Eu não sou
religioso. Penso que nunca fui. No entanto, fui batizado, catequizado. Isso é
fácil de entender. Estudei o antigo primário em colégio de freiras. Todas elas
usavam o antigo hábito preto, a gente nunca via seus cabelos, por exemplo, se
eram loiros, castanhos ou pretos, mas quase sempre o olhar revelava um sorriso
simpático a nós.
Então, fiz a
primeira comunhão e tomei todo cuidado para não morder a hóstia, não sangrar o
sangue de Cristo em minha boca (assim me alertaram os amigos).
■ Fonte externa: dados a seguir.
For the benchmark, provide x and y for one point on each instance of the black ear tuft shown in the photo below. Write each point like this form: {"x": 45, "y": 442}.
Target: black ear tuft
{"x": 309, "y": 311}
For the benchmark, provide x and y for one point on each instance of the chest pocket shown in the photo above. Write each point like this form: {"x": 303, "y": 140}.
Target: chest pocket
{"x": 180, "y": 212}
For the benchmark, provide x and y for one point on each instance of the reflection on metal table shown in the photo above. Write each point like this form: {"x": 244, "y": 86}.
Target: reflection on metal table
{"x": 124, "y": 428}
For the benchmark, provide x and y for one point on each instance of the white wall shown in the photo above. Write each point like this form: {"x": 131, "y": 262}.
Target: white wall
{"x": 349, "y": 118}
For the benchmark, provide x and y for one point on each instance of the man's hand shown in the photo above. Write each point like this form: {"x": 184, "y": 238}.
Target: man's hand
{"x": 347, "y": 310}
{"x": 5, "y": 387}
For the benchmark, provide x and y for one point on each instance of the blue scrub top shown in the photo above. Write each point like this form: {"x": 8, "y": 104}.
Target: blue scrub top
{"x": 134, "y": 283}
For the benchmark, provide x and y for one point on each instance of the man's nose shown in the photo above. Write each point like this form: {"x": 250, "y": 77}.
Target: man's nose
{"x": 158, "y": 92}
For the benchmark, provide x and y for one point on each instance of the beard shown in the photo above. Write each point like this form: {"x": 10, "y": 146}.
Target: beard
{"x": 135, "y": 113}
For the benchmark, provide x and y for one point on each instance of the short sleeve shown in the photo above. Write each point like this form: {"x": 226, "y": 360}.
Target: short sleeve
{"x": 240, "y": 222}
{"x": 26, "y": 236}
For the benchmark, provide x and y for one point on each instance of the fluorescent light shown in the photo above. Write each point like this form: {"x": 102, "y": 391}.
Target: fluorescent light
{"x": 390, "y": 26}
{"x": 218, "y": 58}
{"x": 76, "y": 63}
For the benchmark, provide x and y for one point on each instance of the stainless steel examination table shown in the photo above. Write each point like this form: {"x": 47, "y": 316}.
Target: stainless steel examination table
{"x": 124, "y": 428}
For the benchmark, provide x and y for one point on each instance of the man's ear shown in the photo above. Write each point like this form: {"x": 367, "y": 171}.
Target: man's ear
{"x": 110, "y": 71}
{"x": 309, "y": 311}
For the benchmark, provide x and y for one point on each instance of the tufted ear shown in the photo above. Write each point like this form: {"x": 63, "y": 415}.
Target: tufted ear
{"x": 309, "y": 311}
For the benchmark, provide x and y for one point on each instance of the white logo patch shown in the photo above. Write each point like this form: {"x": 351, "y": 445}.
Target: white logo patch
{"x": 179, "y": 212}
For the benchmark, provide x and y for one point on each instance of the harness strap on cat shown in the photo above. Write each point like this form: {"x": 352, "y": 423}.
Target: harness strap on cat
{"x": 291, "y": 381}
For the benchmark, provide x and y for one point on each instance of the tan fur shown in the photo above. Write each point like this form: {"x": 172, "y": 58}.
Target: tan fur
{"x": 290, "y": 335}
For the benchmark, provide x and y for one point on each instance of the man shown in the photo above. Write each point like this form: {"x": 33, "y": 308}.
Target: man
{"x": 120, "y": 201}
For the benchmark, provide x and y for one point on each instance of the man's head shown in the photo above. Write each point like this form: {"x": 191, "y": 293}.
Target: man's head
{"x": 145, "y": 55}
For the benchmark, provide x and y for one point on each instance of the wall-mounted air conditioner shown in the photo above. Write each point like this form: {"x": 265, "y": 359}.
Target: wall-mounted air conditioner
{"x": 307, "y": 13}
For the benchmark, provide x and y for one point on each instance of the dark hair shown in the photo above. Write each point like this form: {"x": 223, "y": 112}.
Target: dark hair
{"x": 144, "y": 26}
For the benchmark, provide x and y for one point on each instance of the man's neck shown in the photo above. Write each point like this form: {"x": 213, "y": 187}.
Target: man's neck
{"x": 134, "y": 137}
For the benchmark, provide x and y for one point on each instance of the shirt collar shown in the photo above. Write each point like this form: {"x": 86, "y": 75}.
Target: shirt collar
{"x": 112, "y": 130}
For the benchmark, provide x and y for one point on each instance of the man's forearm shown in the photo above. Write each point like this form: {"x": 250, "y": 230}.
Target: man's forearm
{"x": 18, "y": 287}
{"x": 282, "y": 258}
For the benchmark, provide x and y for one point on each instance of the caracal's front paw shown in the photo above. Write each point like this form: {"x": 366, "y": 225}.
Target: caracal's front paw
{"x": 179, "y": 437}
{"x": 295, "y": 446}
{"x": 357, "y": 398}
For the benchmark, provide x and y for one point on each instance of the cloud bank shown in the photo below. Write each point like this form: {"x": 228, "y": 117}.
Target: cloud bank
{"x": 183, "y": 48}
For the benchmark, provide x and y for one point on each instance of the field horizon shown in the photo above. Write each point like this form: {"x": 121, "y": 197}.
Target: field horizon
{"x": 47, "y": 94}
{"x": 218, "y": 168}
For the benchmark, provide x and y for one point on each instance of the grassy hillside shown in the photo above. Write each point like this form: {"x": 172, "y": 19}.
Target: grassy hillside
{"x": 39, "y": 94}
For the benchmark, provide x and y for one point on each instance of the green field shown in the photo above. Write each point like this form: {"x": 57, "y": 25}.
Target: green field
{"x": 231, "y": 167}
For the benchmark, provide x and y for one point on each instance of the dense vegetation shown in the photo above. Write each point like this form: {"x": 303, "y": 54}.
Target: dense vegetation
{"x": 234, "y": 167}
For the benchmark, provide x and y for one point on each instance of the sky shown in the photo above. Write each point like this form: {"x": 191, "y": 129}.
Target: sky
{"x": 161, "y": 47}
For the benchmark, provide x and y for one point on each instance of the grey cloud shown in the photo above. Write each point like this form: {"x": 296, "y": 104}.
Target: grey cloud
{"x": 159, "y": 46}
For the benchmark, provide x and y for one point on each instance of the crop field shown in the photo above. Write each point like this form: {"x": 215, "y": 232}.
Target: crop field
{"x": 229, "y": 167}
No mais, foi
tudo tranquilo. Na escola, tinha todas as matérias como todo colégio laico,
exceto a matéria de religião católica como parte do currículo, mas não
reprovava o aluno, a menos, claro, se não houvesse presença em sala de aula, no
caso, havendo elevado número de faltas. Isso nunca acontecia. A professora era
uma jovem freira um tanto rebelde, lia provavelmente, escondida, secretos
livros de filosofia como nós. Sabíamos disso porque, antes de falar dos
pensamentos de Sócrates, Platão, Espinoza, etc., ela sempre tomava o devido
cuidado de abrir a porta para ver se tinha alguém nos espiando pelos
corredores. A turma ficava em silêncio, em suspense, aguardando…
Bem, hoje
sou adulto, sou velho, e já esqueci quando foi a última vez que entrei em uma
igreja. Faz tempo, isso sei, faz muito tempo mesmo. No entanto, hoje aceito
todas as religiões sem escolher nenhuma delas como estimação, talvez porque
tenho agora consciência dos seus dogmas, suas crenças. Hoje elas se parecem
como o ato de trocar de blusa, de camisa, conforme a ocasião. Não importa. Com
a filosofia aprendi que a vida e o corpo são mais sagrados do que toda a
roupagem.
Por isso, acho uma grande bobagem o que vem acontecendo no Brasil: um país que acolhe todas as religiões do mundo sem discriminação, quer dizer, pelo menos é o que consta na constituição federal. Portanto, vejo com preocupação todo esse ódio religioso misturado com ideias políticas…
Sabe, às vezes sinto saudade daquela freira lá da minha infância, minha primeira professora. Ela era tão tranquila, sorridente, simpática, e quando ela falava de filosofia, seus olhos se acendiam brilhantes, que eu até acreditava que ela era uma filósofa disfarçada de freira!